I like that he doesn't even care about about the party hat being in his way, as long as he's got treats....


----------



## LaurJen (Aug 10, 2006)

Thanks everyone  He certainly is loved!


----------



## njb (Oct 5, 2006)

That was just too adorable!


----------



## Princess Bella (Oct 17, 2006)

I love Augie!! keep em coming!


----------



## Dog (Sep 26, 2006)

LOL!!! Great video.. and I thought I'd seen it all (that was so funny).
Thank you for sharing and of course HAPPY BIRTHDAY AUGIE!!! 
from Amber and familly.


----------



## vrocco1 (Feb 25, 2006)

That was a lot of fun.
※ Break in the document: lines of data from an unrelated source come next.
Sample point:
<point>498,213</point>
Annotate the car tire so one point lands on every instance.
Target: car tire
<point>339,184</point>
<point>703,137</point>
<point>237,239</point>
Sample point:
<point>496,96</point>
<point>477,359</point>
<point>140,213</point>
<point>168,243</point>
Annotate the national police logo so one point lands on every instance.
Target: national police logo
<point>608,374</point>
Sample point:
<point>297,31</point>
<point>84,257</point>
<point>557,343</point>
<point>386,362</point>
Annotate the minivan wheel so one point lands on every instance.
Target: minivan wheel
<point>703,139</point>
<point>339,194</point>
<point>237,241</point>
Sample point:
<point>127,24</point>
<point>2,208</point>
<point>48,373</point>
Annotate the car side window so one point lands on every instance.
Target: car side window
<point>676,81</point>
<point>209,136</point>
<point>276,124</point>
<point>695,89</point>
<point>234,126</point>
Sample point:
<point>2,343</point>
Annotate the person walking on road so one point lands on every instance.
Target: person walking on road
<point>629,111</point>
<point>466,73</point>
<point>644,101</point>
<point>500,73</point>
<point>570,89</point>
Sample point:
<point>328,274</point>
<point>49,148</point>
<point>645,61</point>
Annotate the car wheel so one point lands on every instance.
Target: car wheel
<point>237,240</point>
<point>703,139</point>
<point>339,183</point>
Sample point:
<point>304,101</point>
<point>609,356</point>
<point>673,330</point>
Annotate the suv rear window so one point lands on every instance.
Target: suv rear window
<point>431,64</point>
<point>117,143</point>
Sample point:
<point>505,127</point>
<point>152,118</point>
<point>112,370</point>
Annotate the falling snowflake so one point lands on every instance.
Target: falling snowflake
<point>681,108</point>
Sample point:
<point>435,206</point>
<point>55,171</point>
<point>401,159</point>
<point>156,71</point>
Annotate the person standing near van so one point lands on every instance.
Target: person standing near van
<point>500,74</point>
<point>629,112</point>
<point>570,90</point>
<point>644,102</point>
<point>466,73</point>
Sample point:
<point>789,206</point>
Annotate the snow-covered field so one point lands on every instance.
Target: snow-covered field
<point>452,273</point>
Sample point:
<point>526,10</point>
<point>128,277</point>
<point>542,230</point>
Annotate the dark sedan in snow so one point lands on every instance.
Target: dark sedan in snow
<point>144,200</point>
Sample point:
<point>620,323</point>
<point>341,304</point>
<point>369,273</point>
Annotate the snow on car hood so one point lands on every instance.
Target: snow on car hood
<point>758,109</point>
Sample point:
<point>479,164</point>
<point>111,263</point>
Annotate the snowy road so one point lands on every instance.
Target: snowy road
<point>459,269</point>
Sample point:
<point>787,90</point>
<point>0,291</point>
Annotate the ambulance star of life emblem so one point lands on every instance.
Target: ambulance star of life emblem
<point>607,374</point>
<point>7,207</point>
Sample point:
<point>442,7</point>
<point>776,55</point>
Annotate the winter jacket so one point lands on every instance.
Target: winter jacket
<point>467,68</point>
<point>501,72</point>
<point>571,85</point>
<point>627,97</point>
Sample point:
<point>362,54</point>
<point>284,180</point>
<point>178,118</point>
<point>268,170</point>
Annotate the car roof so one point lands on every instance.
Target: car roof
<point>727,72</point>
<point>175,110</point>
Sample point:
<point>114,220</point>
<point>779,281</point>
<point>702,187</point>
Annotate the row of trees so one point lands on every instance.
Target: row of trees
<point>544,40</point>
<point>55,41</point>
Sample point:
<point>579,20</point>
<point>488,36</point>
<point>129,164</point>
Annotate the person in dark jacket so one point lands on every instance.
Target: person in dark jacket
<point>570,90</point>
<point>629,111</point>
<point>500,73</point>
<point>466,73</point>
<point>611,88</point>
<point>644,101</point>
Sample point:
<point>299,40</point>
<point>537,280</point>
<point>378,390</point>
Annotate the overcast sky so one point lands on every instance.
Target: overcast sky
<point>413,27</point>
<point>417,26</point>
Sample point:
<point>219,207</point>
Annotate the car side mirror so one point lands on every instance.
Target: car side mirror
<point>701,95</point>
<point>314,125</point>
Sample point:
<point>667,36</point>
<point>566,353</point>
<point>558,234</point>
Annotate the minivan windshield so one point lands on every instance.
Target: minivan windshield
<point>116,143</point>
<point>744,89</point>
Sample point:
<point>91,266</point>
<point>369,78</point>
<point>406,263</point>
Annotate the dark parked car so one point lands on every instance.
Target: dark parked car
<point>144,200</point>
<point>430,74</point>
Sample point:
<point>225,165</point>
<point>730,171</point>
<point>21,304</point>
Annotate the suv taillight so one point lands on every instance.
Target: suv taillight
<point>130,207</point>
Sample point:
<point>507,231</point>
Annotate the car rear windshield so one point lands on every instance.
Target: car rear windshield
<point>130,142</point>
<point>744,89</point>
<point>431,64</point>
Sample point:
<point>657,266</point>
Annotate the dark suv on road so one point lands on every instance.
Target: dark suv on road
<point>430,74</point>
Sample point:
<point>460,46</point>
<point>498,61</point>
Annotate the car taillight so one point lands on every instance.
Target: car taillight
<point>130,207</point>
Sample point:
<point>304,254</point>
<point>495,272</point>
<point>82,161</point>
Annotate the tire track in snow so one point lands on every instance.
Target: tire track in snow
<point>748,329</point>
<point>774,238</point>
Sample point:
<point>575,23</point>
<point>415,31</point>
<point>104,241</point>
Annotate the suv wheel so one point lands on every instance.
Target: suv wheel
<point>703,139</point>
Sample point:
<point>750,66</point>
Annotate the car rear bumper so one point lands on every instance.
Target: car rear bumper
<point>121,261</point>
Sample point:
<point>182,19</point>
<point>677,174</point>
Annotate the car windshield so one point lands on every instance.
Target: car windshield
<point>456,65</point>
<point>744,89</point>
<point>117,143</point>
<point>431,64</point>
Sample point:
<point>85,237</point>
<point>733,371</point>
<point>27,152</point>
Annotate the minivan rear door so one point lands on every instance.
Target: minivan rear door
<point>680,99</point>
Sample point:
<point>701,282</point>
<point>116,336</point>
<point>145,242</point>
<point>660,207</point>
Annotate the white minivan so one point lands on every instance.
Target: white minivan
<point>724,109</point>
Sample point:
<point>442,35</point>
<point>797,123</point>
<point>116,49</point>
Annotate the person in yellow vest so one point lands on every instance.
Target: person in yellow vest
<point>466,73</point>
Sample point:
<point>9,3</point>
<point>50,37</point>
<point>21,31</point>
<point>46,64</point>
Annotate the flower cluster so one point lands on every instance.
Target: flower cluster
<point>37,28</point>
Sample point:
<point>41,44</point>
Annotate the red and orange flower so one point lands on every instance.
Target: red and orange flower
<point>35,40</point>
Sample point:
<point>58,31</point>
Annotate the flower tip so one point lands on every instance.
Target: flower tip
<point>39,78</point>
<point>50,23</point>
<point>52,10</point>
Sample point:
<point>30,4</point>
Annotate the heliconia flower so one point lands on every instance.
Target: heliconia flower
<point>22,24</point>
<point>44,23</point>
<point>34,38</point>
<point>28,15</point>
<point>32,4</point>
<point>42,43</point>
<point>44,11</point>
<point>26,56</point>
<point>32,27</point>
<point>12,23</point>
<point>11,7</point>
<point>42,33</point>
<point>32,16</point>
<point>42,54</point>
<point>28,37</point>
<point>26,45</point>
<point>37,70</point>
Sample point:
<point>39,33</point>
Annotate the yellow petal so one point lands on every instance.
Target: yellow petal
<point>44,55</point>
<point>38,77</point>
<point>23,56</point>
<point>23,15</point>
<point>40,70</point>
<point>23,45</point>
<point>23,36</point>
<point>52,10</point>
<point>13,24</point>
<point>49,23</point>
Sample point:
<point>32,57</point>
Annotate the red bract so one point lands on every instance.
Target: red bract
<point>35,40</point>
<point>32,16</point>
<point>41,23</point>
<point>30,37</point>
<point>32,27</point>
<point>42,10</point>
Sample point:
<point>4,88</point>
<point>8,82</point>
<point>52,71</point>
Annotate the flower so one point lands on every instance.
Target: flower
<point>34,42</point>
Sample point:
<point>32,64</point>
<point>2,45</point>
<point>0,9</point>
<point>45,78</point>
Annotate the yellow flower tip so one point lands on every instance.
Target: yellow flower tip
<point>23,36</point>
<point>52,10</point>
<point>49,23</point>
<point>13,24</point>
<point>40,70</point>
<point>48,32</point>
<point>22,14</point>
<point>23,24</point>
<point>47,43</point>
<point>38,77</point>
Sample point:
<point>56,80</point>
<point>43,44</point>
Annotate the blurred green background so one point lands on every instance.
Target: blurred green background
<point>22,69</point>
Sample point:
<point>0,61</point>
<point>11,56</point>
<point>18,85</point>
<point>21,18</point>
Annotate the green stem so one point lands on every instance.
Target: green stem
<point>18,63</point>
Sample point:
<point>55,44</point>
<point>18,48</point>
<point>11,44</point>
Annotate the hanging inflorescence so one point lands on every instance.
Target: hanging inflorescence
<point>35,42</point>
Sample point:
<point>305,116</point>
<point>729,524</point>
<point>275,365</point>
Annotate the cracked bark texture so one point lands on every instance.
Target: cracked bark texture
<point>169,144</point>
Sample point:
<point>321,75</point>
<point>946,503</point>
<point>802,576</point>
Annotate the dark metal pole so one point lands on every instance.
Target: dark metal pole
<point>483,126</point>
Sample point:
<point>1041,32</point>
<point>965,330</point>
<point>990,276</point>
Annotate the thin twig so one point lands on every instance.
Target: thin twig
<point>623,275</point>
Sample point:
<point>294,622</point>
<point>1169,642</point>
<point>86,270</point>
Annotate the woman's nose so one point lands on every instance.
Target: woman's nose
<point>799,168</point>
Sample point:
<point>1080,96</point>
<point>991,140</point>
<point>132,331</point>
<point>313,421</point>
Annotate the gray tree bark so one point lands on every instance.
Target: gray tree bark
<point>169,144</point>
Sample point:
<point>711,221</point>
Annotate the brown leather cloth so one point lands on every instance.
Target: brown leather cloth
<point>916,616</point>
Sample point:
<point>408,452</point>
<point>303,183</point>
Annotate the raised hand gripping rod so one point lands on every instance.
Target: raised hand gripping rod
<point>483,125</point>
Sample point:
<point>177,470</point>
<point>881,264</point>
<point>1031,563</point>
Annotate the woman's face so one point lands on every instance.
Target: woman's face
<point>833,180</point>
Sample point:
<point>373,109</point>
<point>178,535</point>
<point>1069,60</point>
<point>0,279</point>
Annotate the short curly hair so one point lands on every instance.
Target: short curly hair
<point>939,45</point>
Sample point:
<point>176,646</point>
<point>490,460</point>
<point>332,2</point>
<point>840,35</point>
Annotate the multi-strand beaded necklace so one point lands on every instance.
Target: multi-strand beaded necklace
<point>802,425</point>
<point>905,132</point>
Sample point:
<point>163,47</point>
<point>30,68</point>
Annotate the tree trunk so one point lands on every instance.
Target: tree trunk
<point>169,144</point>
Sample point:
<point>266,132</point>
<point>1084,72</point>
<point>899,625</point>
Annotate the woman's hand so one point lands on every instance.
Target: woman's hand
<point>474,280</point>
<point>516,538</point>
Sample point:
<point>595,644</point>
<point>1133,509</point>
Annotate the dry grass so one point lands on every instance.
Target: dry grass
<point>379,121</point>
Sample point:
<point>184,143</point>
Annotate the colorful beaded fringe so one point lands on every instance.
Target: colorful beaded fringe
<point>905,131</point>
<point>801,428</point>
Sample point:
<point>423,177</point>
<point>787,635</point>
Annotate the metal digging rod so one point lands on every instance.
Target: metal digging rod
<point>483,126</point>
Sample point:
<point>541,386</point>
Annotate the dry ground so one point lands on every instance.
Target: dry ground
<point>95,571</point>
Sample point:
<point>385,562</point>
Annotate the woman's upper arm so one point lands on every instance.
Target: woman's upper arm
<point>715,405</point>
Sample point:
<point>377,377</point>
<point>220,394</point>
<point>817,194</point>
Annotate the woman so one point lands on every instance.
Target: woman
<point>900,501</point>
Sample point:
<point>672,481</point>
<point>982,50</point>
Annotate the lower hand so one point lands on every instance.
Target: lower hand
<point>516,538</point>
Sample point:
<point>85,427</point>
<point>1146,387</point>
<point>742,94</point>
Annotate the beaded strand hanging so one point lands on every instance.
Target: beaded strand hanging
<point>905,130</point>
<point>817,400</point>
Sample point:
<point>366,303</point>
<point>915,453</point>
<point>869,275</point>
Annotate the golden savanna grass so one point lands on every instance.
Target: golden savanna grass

Augie is sooo cute!


----------



## ontariogolden (Oct 24, 2006)

Happy belated birthday Augie!

That was such a great video... who said "yay you cleaned your plate!"? It was so sweet...


----------



## LaurJen (Aug 10, 2006)

ontariogolden said:


> Happy belated birthday Augie!
> That was such a great video... who said "yay you cleaned your plate!"? It was so sweet...


One of the kids--they were quite taken with the dog eating on the table!


----------



## Carsonsdaddy (Nov 1, 2006)

HAPPY BIRTHDAY, AUGIE!!! That's a great video. He almost waited until the song was done.


----------